On the Downbeat

Originally published in the New York Review of Books

“Day one post balloons.” 

That is how Joan inscribed her book After Henry, which she gave me the day after the balloons dropped and the Democrats finished their 1992 convention. Those four words, for me, captured Joan and the moment itself: the superficial excitement of the convention, the silly balloons dropping, but also a beginning. The first day of something more promising, more real. 

I first met Joan and John at their Malibu house in the Seventies, but I didn’t get to know her until she invited me to stay at her apartment for those days when I was in New York City during my presidential campaign. I had made it a practice in that campaign to avoid hotels and stay in the homes of friends and supporters.

I heard about Joan from my sister Barbara, who got to know her at the Tri Delta sorority at Berkeley in 1953. My sister majored in English, like Joan, and wrote for The Daily Cal. She and Joan would share a smoke together and talk about the novels they were reading. Years later, my sister still has a vivid memory of Joan coming down for breakfast in a pink chenille robe, drinking a cup of coffee and smoking cigarettes. 

Joan said that she was influenced by Mark Schorer, a legendary professor at Berkeley. So was my sister. That made me think of my own experience in Professor Schorer’s literature class. On the last day, as he finished his lecture, he took a long drag on his cigarette, exhaled slowly and intoned, “this class ends on the downbeat. That is just the way it is.” He turned and walked slowly off the raised platform in Dwinelle Hall and out the door.

That stark view struck me as revelatory, as an authoritative statement of the age, as the new dispensation that would now replace the one I had left behind at the Sacred Heart Novitiate the year before. Because it has stayed with me all these years, I wondered if similar sentiments also touched Joan and influenced her understanding of what she called “the whole grand pattern of human endeavor.” “We all stand,” she told the graduates at UC Riverside in 1975, “on the brink of something every day we get out of bed, and it usually turns out to be a precipice.”

In that same commencement address, she spoke so frankly about her own life:

I’ve had to struggle all my life against my own misapprehensions, my own false ideas, my own distorted perceptions. I’ve had to work very hard, make myself unhappy, give up ideas that made me comfortable, trying to apprehend social reality. I’ve spent my entire adult life, it seems to me, in a state of profound culture shock.

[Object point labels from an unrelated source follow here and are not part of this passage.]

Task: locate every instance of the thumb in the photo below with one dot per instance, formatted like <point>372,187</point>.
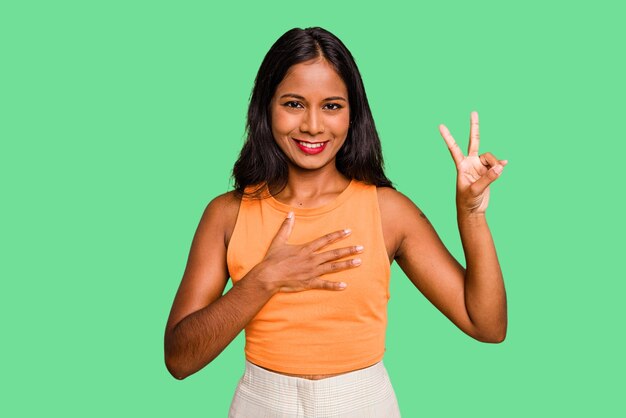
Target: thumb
<point>285,230</point>
<point>486,179</point>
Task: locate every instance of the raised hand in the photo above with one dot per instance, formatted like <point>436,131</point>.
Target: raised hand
<point>294,268</point>
<point>474,172</point>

That year, following eight years of Ronald Reagan, I moved to Sacramento for my own time as governor of California. And I chose to live in an apartment rather than the new governor’s mansion that Nancy Reagan had built. Nancy said the old mansion that had housed every governor since 1903 was now a fire trap and no longer suitable. Actually that was not true—it was a perfectly fine house, the most splendid Victorian mansion in all of Sacramento. Joan spent some time there as a young girl when Earl Warren was governor. (His daughter Nina was a year ahead of her at McClatchy High School.) Joan said the old governor’s mansion was “my favorite house in the world.” I spent many happy hours there when my father was governor and later lived in it during the last years of my own governorship. 

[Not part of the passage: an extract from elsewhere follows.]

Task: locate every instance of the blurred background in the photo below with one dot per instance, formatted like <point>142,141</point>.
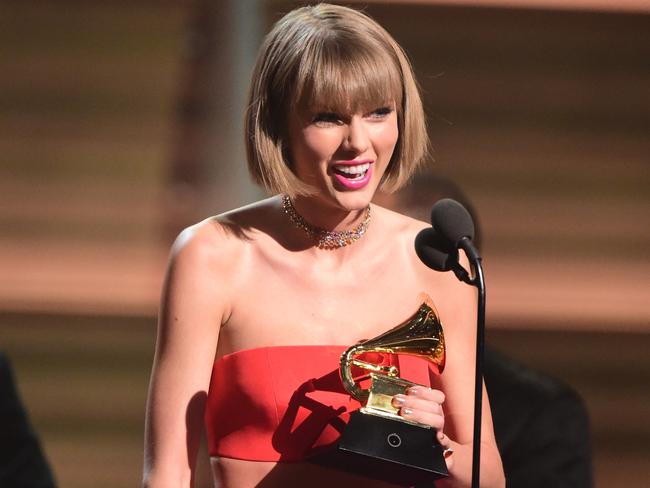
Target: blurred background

Yet it was the new mansion that really caught Joan’s attention. In her famous essay, “Many Mansions,” she said it was “a house built for a family of snackers.” It was “a case study in the architecture of limited possibilities…and as devoid of privacy or personal eccentricity as the lobby area in a Ramada Inn.” She wrote, “It is the kind of house in which one does not live.” 

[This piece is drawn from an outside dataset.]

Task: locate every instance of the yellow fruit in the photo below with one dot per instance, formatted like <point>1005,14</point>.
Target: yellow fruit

Joan ended her essay with these haunting words: “I have seldom seen a house so evocative of the unspeakable.”

From her own sense of her forebears, from that earlier time in California of straight-talking, hard-living pioneers, Joan crafted her own unique sensibility of distance and biting clarity. She was gentle in person, and quiet-spoken, but ferocious in her honesty. 

Going back to Riverside, her words that day could stand now as fitting epitaph: “I’m talking about trying not to be crippled by ideas. I’m talking about looking out, about looking out at the world and trying to see it straight, about making that effort to look out for the whole rest of your life.” Joan Didion was a Californian all right. She was gentle and she was fierce. Sadly, very sadly, we won’t be seeing the likes of her again—ever.